As always, the practicality of DPbDD in a specific situation will be determined by non-privacy related legal requirements applicable to the situation (e.g., employment requirements) but this question provides a good opportunity to review some underlying principles of DPbDD. Potential DPbDD Approaches
The following three DPbDD options, among others, may be available. Option No 1:
The identity of the individual could be de-identified by replacing their name and other identifying information with a random pseudonym (we will refer to this pseudonym as “RP1” for Random Pseudonym One) that could be randomly assigned and not derived from the underlying data so that it would not be susceptible to re-identification if intercepted (see https://en.wikipedia.org/wiki/One-time_pad
). RP1 could be used to refer to the individual rather than the identifying information.

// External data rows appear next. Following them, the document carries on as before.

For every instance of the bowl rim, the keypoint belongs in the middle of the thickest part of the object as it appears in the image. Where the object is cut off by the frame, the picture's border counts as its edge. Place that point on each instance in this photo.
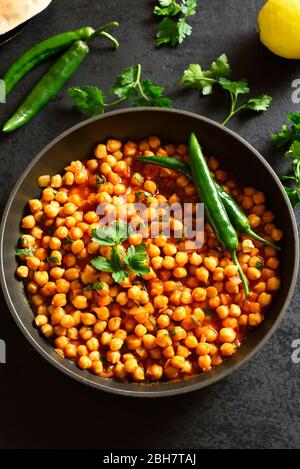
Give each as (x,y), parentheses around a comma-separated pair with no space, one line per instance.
(137,389)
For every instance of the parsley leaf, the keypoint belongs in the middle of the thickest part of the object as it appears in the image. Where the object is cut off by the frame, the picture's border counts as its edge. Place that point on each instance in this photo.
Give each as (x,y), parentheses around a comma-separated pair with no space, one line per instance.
(111,235)
(25,252)
(89,100)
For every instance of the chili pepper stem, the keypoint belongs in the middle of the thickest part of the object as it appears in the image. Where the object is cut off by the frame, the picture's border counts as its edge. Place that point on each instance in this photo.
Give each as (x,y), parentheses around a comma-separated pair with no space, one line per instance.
(241,273)
(110,38)
(101,30)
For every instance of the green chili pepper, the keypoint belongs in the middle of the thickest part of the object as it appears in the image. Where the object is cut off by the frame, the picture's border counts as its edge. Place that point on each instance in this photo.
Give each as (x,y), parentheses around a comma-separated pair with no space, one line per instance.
(53,81)
(41,52)
(235,214)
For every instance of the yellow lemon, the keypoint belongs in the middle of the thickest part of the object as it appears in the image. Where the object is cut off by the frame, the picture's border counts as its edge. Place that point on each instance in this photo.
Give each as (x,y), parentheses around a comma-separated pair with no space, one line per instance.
(279,27)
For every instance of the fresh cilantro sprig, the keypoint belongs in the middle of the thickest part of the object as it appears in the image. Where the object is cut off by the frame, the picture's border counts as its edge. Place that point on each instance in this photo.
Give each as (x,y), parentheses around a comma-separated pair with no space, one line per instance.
(174,28)
(128,86)
(111,235)
(134,260)
(217,74)
(95,286)
(290,134)
(25,252)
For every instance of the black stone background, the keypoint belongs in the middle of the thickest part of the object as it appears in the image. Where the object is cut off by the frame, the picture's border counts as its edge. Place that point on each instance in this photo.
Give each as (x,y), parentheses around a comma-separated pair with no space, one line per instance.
(258,406)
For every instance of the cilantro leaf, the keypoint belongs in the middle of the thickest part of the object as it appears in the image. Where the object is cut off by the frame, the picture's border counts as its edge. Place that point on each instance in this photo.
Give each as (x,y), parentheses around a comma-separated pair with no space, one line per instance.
(25,252)
(220,68)
(120,276)
(203,80)
(172,30)
(294,151)
(261,103)
(101,263)
(100,180)
(234,87)
(152,96)
(95,286)
(184,30)
(282,137)
(189,7)
(52,260)
(288,134)
(167,32)
(167,8)
(125,83)
(293,195)
(135,259)
(88,100)
(111,235)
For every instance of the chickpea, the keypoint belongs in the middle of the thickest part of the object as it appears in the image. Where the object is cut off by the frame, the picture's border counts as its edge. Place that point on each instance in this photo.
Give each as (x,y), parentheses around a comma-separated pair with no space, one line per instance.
(202,274)
(67,321)
(84,362)
(22,271)
(180,272)
(59,299)
(28,222)
(181,259)
(210,263)
(179,314)
(227,334)
(41,278)
(273,284)
(227,349)
(204,362)
(130,365)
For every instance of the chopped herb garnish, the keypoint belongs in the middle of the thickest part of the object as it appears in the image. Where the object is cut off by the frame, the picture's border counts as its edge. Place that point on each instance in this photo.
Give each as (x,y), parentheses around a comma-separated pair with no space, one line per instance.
(142,194)
(100,180)
(217,74)
(95,286)
(134,260)
(112,235)
(260,265)
(67,241)
(25,252)
(128,86)
(52,260)
(174,28)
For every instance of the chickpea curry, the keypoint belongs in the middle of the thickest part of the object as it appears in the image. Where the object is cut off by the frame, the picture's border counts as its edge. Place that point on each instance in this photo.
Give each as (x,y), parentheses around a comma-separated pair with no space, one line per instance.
(138,308)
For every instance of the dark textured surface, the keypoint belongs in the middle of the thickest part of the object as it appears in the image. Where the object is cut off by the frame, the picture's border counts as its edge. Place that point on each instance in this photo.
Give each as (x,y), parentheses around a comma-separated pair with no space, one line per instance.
(257,407)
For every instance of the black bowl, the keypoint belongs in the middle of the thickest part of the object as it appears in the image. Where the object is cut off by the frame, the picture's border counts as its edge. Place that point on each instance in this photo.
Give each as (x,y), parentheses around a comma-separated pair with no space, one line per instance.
(235,154)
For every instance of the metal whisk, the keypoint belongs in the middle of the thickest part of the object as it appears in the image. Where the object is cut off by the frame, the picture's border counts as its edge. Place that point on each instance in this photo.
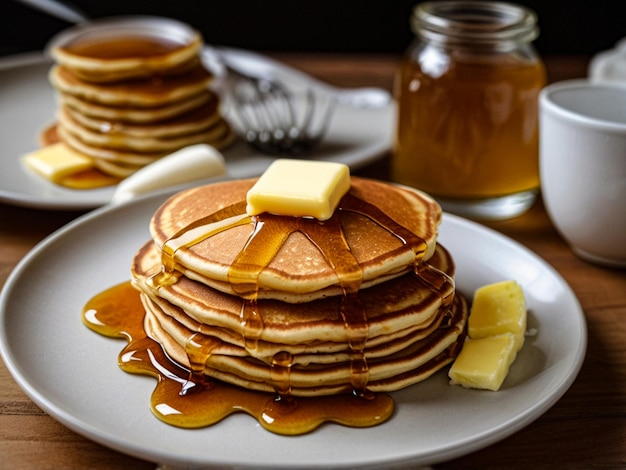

The EU Employer/Exporter could hold the GDPR Article 4(5) “additional information” that is necessary to attribute the RP1 pseudonym to the specific data subject. Care would need to be taken not to use the same RP1 pseudonym to the point that unauthorized third parties could infer, single out or link the RP1 pseudonym to the individual without requiring access to the additional information held separately by the EU Employer/Exporter. Different pseudonyms could be used at different times for different purposes, with the “additional information” necessary to attribute the different pseudonyms to the same individual held by the EU Employer/Exporter. Option No. 2:
The employee information exported by the EU Employer/Exporter could be aggregated into a format that enables desired processing at a small cohort or “look-alike” group level; only the defined cohort values would be provided to the data importer for processing. Cohorts must be small enough to represent the distinct characteristics, attributes, preferences, activities, behaviours and even location of a real group of data subjects necessary to achieve business objectives from processing data, but large enough that they don’t enable singling out, linking to, or inferences about the identity of individual data subjects.5
This balance can be hard to strike without applying technical measures to reduce re-identification likelihood. Upon receipt of the results of processing by the data importer, the EU Employer/Exporter can then re-link the information to the appropriate employee data using the “additional information that they possess and maintain exclusively in the EU. Option No. 3:
When there are insufficient numbers of EU employees to create the cohorts suggested in Option No 2 above, synthetic data can be added to the data provided to the data importer which represents fictitious employees while ensuring that the important statistical properties of the sample data are reflected in synthetic data. Summary
Although consent may be an option in some cases for non-EU based processing of EU personal data, it is rarely available as a basis for processing employee data, and so is not relevant as a Schrems II solution. Contract has very narrow applicability to only specific types of administrative processing and does not address Schrems II requirements for additional safeguards that ensure protection against surveillance. However, where processing of employee data can be done in de-identified form, GDPR pseudonymisation has the three-fold benefit of:
- Supporting DPbDD requirements;
- Assisting in meeting the requirements for legitimate interests processing; and
- Serving as an additional safeguard to help meet Schrems II requirements.